According to the polls, the majority of Italians want “Super Mario” to remain at the helm, but he has only said he is ready to return if the member parties of his broad coalition, which goes from the left to the extreme right, agree to play collectively.
Mario Draghi must intervene before the Senate on Wednesday morning and set out his conditions for remaining at the head of the third economy in the euro zone until the next elections scheduled for May 2023. He will appear the following day before the Chamber of Deputies.
The 74-year-old banker could very well announce that the conditions are no longer met for him to continue his task, which could lead the President of the Republic to dissolve parliament and call elections in September or October.
Some experts, on the other hand, predict that he will seek broad support to tackle the country’s most pressing problems, from the rising cost of living to the implementation of urgent reforms and the impact of the war in Ukraine on the economy.
His speech will be followed by a debate during which each party will take a position.
A vote of confidence must be organized in both chambers, allowing to finally see clearly after the crisis caused by the defection on Thursday of the 5 Star Movement (M5S) during a key vote in the Senate.
“Great uncertainty”
Left-wing parties have pledged to vote for him, but doubts remain over the attitude of Forza Italia, the right-wing party led by ex-Prime Minister Silvio Berlusconi, and the far-right League populist tribune Matteo Salvini, who refuse to stay in a government alongside the 5 Stars. After meeting Mr. Draghi, the leaders of the two parties met on Tuesday evening to tune their violins.
“We are at the heart of an Italian-style political crisis, so the predictions change completely from one second to the next”, analyzes for AFP Giovanni Orsina, director of the School of Public Affairs at the university. Louis from Rome.
M5S chief Giuseppe Conte, also Mr Draghi’s predecessor, demanded that his priorities be taken into account, from the establishment of a minimum wage to tax incentives for energy renovations of homes.
The M5S, already deeply divided by a split, could see a new batch of parliamentarians leave its ranks and vote for confidence.

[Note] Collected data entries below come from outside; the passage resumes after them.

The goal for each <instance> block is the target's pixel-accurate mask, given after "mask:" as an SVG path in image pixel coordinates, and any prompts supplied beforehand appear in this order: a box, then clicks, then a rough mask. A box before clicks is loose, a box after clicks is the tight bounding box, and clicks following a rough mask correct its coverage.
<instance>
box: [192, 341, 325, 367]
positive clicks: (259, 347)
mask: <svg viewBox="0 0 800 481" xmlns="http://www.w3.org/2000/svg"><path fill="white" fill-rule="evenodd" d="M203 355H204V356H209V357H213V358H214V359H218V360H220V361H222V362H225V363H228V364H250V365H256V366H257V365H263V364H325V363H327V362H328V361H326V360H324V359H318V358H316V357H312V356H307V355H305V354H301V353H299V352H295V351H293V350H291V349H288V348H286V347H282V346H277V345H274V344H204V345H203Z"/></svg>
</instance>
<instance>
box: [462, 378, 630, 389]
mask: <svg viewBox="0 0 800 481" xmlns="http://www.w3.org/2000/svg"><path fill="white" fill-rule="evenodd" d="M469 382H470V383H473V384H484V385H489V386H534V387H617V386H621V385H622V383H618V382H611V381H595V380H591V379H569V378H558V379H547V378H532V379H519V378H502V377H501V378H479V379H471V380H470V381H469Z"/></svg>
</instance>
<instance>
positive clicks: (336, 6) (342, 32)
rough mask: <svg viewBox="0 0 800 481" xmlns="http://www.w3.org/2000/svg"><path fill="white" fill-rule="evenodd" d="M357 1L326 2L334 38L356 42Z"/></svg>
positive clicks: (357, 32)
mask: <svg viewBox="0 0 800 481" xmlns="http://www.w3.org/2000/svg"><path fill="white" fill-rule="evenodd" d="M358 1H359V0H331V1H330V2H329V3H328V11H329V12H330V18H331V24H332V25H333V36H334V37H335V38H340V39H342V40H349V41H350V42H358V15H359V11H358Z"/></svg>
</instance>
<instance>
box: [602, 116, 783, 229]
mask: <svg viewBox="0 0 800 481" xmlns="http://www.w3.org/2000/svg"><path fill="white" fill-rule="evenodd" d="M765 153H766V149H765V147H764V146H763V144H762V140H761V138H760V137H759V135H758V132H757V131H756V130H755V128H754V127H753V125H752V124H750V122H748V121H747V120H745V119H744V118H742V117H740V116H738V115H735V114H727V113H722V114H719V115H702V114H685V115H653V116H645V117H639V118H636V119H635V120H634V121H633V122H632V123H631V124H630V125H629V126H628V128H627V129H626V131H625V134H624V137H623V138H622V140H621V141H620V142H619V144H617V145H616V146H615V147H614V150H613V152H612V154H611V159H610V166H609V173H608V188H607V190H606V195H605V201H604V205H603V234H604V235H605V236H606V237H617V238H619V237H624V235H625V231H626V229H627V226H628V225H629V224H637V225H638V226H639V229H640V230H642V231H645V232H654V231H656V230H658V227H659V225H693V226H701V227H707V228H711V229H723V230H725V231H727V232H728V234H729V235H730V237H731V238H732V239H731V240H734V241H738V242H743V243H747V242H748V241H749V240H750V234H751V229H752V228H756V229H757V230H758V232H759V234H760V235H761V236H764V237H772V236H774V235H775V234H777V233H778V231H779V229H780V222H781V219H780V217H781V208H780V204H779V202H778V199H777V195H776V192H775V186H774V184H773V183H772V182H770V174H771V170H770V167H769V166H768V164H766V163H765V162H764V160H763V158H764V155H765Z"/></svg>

Whatever the outcome of the vote, the rating agency Fitch believes that this political crisis “is a symptom of greater political uncertainty even if early elections are avoided”, making structural and fiscal reforms even more difficult.
Two-thirds of Italians want Mario Draghi to stay in office despite the current turmoil, according to a Euromedia poll published by the daily on Tuesday. La Stampa.
Many fear his departure will undermine the country’s efforts to break its dependence on Russian gas and avoid rationing next winter. On Monday, Mr. Draghi concluded a maxi-contract in Algiers to increase gas deliveries.
Brussels and its European partners are also urging Mr. Draghi, a guarantee of stability, to stay. Spanish Prime Minister Pedro Sanchez even gave a column in Politico titled “Europe needs leaders like Mario Draghi”.
The markets are also carefully scrutinizing the situation: the possible departure of the chief executive has revived fears of a surge in the country’s borrowing rates, which could prove explosive for the euro zone. Italy’s debt had already found itself in the market’s sights in June when the ECB announced its next tightening.